Dari dua target itu, mana yang berhasil? Target pertama memang masih menunggu waktu. Tapi target kedua jelas gagalnya.
Fakta di lapangan justru sebaliknya. Gencarnya pemberitaan media, khususnya cetak dan elektronik, memang begitu memojokkan PKS. Tapi tampaknya, tidak terlalu berdampak besar terhadap PKS karena dua hal.
Pertama, para kader PKS khususnya sebagian besar kalangan terdidik. Mereka bisa memisahkan mana fakta dan mana bukan. Maraknya pemberitaan di media cetak dan elektronik, justru bisa diimbangi dengan media internet: blog, FB, twitter, BBM dan lainnya.

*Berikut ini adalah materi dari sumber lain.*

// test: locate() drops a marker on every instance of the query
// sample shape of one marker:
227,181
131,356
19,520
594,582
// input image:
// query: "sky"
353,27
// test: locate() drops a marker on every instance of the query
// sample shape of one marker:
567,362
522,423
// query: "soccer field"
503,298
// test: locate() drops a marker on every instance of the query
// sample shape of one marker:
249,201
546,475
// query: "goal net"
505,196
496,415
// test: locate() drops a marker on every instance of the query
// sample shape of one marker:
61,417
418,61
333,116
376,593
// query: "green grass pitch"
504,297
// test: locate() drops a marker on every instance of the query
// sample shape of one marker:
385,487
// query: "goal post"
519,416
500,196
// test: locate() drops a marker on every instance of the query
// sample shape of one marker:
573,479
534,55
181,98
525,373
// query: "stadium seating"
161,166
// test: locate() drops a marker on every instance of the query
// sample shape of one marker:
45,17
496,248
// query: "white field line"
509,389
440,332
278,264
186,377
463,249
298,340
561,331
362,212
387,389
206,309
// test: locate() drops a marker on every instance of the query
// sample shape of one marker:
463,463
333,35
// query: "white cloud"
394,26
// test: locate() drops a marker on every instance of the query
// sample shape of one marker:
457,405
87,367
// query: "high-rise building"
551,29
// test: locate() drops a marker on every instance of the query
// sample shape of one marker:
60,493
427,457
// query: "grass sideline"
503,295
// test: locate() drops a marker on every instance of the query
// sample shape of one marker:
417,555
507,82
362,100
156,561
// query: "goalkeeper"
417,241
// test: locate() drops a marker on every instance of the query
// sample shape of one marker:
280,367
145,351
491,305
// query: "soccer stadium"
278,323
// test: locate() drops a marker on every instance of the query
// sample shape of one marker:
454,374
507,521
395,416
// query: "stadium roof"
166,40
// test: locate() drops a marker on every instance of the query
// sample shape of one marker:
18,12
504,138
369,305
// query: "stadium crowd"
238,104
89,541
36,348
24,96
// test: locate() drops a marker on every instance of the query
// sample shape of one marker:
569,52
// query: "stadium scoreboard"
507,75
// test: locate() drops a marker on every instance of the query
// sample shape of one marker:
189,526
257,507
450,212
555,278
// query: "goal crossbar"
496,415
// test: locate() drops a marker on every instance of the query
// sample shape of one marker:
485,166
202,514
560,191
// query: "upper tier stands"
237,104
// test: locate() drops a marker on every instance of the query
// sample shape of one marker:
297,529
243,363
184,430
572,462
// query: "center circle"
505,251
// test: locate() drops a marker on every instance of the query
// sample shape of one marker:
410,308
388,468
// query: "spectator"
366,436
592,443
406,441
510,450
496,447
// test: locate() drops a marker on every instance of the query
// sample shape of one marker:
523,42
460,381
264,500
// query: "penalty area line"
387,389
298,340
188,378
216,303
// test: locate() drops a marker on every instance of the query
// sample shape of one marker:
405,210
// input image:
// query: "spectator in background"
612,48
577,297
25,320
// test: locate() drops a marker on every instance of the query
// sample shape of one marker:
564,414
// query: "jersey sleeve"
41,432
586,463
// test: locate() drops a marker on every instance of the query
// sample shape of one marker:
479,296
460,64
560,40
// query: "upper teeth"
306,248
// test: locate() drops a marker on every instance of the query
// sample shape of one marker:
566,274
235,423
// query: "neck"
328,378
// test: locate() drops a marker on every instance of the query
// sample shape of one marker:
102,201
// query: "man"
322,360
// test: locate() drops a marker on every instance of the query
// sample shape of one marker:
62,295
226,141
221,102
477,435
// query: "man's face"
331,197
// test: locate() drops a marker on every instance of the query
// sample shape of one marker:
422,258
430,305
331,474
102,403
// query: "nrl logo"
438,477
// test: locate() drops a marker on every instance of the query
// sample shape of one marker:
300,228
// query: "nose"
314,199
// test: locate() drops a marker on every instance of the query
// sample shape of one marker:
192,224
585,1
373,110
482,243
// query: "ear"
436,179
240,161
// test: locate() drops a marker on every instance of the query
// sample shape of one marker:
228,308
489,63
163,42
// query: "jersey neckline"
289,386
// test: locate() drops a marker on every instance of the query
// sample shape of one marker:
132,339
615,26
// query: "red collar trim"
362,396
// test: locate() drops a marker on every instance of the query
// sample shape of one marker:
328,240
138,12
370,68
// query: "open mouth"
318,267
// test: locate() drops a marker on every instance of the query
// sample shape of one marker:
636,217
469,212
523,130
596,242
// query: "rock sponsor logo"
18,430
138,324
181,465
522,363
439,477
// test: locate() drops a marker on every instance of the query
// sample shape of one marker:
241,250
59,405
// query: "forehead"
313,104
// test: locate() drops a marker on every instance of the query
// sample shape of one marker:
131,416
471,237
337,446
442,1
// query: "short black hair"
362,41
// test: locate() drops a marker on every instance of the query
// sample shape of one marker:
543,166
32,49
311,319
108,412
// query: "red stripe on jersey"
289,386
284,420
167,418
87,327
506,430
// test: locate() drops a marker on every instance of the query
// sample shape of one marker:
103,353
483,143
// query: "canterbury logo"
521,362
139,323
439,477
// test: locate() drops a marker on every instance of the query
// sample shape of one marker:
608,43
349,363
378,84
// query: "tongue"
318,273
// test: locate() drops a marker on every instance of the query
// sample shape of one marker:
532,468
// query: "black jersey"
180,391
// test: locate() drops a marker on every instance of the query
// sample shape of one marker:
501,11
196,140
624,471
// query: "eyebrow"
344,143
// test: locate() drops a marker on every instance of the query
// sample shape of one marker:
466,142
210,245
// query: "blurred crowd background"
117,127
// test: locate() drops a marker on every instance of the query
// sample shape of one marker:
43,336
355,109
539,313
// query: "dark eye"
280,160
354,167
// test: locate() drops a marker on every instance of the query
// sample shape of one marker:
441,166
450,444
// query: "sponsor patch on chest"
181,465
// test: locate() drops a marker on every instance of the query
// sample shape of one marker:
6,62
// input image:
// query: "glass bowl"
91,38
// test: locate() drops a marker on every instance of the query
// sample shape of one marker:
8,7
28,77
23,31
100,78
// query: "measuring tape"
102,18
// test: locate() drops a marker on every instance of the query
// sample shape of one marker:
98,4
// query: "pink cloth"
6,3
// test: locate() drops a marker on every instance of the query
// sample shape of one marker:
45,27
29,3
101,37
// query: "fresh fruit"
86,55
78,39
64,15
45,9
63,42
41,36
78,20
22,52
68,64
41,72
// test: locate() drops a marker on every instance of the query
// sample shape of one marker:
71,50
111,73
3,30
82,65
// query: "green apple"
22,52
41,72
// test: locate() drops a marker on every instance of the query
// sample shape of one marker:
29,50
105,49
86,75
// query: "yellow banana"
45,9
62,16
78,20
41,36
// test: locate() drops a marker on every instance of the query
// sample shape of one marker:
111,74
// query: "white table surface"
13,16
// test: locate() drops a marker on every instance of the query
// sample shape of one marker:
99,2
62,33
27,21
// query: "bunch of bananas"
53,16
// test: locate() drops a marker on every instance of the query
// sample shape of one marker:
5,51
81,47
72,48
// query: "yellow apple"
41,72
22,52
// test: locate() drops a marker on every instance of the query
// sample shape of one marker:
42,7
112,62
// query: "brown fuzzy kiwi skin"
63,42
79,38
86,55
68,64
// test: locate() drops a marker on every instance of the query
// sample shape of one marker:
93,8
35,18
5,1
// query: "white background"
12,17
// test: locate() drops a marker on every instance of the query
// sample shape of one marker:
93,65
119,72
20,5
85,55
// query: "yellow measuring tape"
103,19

Kedua, tidak seperti kebanyakan partai lainnya, PKS tidak dibesarkan karena tokoh. Justru sebaliknya, PKS yang membesarkan kadernya menjadi tokoh. Karena itu, ‘rusaknya’ citra salah satu atau beberapa tokoh PKS, tidak akan berpengaruh besar. Dengan demikian, prahara ini tidak akan berdampak banyak terhadap kehancuran PKS.
Bahkan sebaliknya, gencarnya pemberitaan di media menjadi promosi gratis tersendiri bagi PKS. Mereka tak perlu mengeluarkan dana besar untuk memperkenalkan PKS ke publik. Hampir setiap hari, masyarakat disuguhi berita tentang PKS.
Hal ini mengingatkan kita pada awal-awal dakwah Nabi saw. Ketika tak mampu lagi membendung dakwah Nabi saw, apa yang dilakukan Abu Jahal? Bersama tokoh Quraisy lainnya, ia menemui setiap pendatang dan menceritakan keburukan Muhammad saw. Akibatnya, nama Nabi saw makin terkenal, kian membuat orang penasaran. Ketika mereka kembali ke kampung-kampung, mereka membawa berita tentang Muhammad saw. Lambat laun kian banyak yang tertarik karena isu yang dihembuskan Abu Jahal tidak sesuai dengan fakta. Mereka pelan-pelan masuk Islam.
Hal yang sama terjadi juga usai robohnya gedung WTC di Amerika. Saat media Barat ramai-ramai mencaci maki kaum Muslimin, nama Islam makin sering disebut. Orang-orang penasaran. Mereka beramai-ramai mempelajarinya, tidak menemukan seperti tuduhan. Mereka masuk Islam.
Selain itu, prahara PKS juga tampaknya tidak mengganggu kinerja para kadernya. Di berbagai daerah, mereka tetap mengisi majelis taklim, bakti sosial, mengisi ceramah untuk Peringatan Hari Besar Islam dan lainnya. Bukti nyata bahwa prahara ini tidak berpengaruh adalah: kemenangan PKS di Jabar dan Sumut serta beberapa wilayah lainnya.
Di sisi lain, kasus ini menjadi pelajaran berharga bagi PKS. Mereka jadi lebih selektif memilih para calon anggota dewan ke depan. Mereka juga lebih hati-hati dalam bertindak. Ibadah-ibadah personal dan berjamaah, seperti mabit, puasa sunnah dan lainnya menjadi lebih giat. Kegiatan menuju TIGA BESAR yang mereka namakan dengan Liqa' Tansiqi Tarbawi 3 Besar (LT3 Besar) terus berlangsung pada setiap kecamatan.
Dan, pukulan bandul prahara ini bisa jadi berbalik jika kelak terbukti jelang Pemilu 2014, LHI diputuskan TIDAK BERSALAH sebagai mana yang terjadi pada Misbachun, mantan anggota DPR RI PKS dan Achmad Ru’yat, walikota Bogor dan kawan-kawan yang divonis bebas!